WASHINGTON, D.C. – The National Association of State Treasurers (NAST) called on Members of Congress to expand the use of tax-exempt debt to meet future financing thresholds in response to President Donald Trump’s $1.5 trillion infrastructure proposal.
NAST President and Vermont State Treasurer Beth Pearce said, “State and local governments finance more than 75 percent of all U.S. infrastructure projects, and while we are pleased to see that the proposal recognizes the importance of partnering with state and local governments, policymakers must ensure we have access to the funding mechanisms needed to execute this robust plan. As the House and Senate develop legislation, we urge lawmakers to expand the use of tax-exempt debt to ensure state and local governments can maximize their ability to support critically needed infrastructure enhancement.”

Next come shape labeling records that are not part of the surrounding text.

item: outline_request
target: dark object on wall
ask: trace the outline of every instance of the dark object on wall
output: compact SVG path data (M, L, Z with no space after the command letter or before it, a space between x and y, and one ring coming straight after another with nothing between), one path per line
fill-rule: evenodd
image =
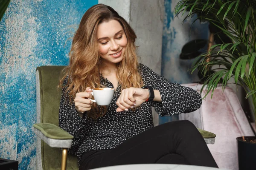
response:
M245 136L244 138L247 141L244 141L242 137L236 138L239 169L255 170L256 167L256 143L249 142L256 140L256 136Z
M12 160L0 158L0 170L18 170L18 162Z
M207 44L207 40L204 39L194 40L186 44L181 50L180 59L192 59L202 53L200 50Z
M7 8L11 0L0 0L0 21Z

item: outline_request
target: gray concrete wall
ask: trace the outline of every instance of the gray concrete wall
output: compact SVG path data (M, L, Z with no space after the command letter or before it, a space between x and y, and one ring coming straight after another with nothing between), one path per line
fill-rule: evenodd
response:
M141 62L161 74L163 0L131 0L130 24L137 36Z

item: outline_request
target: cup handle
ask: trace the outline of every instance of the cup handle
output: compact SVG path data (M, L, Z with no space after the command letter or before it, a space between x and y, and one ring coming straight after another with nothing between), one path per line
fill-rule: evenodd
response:
M92 95L93 96L93 92L88 92L89 93L90 93L91 94L92 94ZM96 102L96 101L95 100L93 100L92 99L90 99L90 98L87 98L88 99L89 99L92 102Z

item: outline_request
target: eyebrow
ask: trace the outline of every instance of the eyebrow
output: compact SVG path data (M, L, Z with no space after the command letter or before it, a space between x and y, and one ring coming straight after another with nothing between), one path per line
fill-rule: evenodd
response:
M119 33L122 32L123 31L123 30L120 30L118 32L117 32L117 33L116 33L116 34L115 34L115 36L116 36L116 35L117 35L118 34L119 34ZM100 41L102 40L104 40L104 39L106 39L107 38L108 38L108 37L101 37L101 38L99 38L99 39L98 39L98 41Z

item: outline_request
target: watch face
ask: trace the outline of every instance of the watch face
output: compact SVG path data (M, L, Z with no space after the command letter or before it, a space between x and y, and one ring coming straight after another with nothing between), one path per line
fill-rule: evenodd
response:
M147 88L149 91L149 97L146 100L146 102L149 101L152 101L154 98L154 90L151 86L145 85L143 86L142 88Z

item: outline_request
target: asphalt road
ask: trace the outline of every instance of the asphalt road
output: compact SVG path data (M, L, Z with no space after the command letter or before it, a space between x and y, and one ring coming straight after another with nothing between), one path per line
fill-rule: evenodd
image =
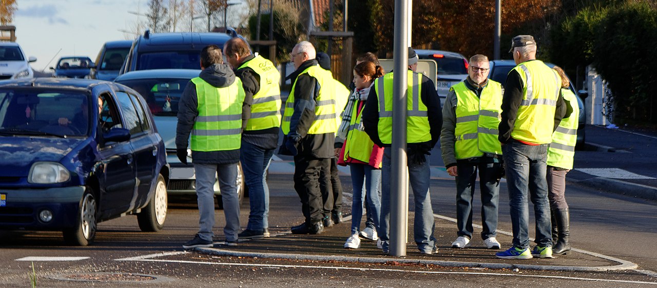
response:
M290 225L302 220L300 204L292 189L292 176L274 174L269 177L272 187L270 229L273 233L286 231ZM350 192L349 181L348 178L343 177L343 186L347 193ZM453 181L434 180L431 191L434 212L453 217L455 208ZM499 229L510 231L505 187L502 187L501 193ZM639 265L641 270L657 271L657 251L652 248L657 235L655 203L573 185L568 187L567 195L573 215L571 230L574 247L633 262ZM74 261L34 260L37 287L88 287L92 284L54 279L66 276L102 278L109 274L114 277L110 279L126 279L131 277L144 279L135 275L114 275L117 273L148 274L160 278L156 280L159 282L151 284L114 281L95 284L108 287L145 285L171 287L657 287L657 275L650 276L635 271L514 272L431 266L391 266L239 258L183 252L181 245L196 232L198 212L193 201L183 204L171 203L171 206L166 228L160 232L140 232L136 218L126 216L100 224L96 243L86 247L64 246L58 232L0 232L3 239L0 263L5 267L0 277L0 287L29 286L28 275L32 272L33 262L30 258L26 259L28 261L17 260L29 256L89 257ZM245 201L241 212L242 225L246 224L248 206ZM221 211L218 210L217 224L222 225L223 219ZM479 222L475 213L475 223ZM215 240L221 241L221 229L217 229L215 233ZM533 235L533 231L530 235ZM436 236L439 245L447 245L453 241L455 232ZM510 241L510 237L504 235L500 236L500 240L503 245ZM160 254L168 252L171 254ZM156 255L142 257L147 260L135 260L139 258L135 257L150 254Z

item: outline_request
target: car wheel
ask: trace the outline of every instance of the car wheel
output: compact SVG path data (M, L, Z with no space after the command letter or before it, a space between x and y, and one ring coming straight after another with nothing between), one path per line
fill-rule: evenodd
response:
M244 199L244 176L242 170L242 164L237 164L237 178L235 178L235 184L237 187L237 203L242 206L242 202ZM215 183L218 185L218 183ZM221 201L221 195L216 195L217 208L223 209L223 202Z
M148 204L137 214L139 229L145 232L156 232L164 226L168 208L166 183L162 174L158 175L155 184L155 193L148 201Z
M87 187L78 205L75 227L63 231L66 243L77 246L87 246L93 242L96 237L97 210L98 203L93 190Z

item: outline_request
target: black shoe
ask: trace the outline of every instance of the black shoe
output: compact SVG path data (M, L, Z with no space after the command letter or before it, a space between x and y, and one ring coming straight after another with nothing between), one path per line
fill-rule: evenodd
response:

Developed during NAST’s 2018 Legislative Conference yesterday in Washington D.C., state treasurers outlined the following three principles to guide federal policymakers as they consider the administration’s infrastructure proposal:
- Clear Need: State treasurers agree that America’s aging infrastructure requires significant upgrades, which will require substantial investments from a variety of sources in order to meet the needs.
- State & Local Input: State and local governments fund more than three-quarters of the nation’s infrastructure, which includes bridges, roads, hospitals, schools, and water management projects. Therefore, state and local officials understand the financial tools needed to implement a robust infrastructure plan and they must be involved in the decision-making process surrounding infrastructure spending.
- Smart Solutions: To ensure state and local governments are equipped with the financial tools needed to implement a major infrastructure plan, Congress must support tax-exempt financing. This includes maximizing the use of tax-exempt municipal bonds, private activity bonds, and reinstating access to tax-exempt advance refunding bonds.
“State treasurers are experts on infrastructure finance, and we must ensure that this plan is implemented using smart strategies that optimize the use of public funds,” said NAST Senior Vice President and Utah State Treasurer David Damschen. “We welcome the expansion of private activity bonds in the President’s infrastructure proposal, and we urge lawmakers to build on this by providing state treasurers with access to the diverse funding mechanisms needed to expedite these important investments. We look forward to working with Congress and the Administration to advance these critical goals.”
Treasurer Damschen explained that tax-exempt advance refunding bonds helped save Utah taxpayers more than $105 million over the past five years alone by allowing the state to refinance bonds at lower interest rates. Last year, states issued more than $100 billion in advance refunding bonds. This refinancing tool was a common practice in states and allowed them to save hundreds of millions of taxpayer dollars per year, which could be reinvested in vital infrastructure projects. Unfortunately, the recent federal tax reform law eliminated the tax-exempt status of advance refunding bonds.
During a panel discussion this morning at NAST’s 2018 Legislative Conference, U.S. Representative Randy Hultgren (R-IL) announced that he and U.S. Representative Dutch Ruppersberger (D-MD), both Co-Chairs of the Municipal Finance Caucus, introduced legislation today to restore the tax exemption for advance refunding bonds that was repealed in the Tax Cuts and Jobs Act.
“States and local governments need flexibility for managing their finances so they can invest in infrastructure like roads, bridges, hospital, libraries and schools to support our communities,” said Rep. Hultgren. “In recent years, tax-exempt advance refunding bonds have saved Illinois taxpayers $80 million per year on average. Given that interest rates are expected to increase, this tool is especially important to states and local governments responsibly planning for the future.”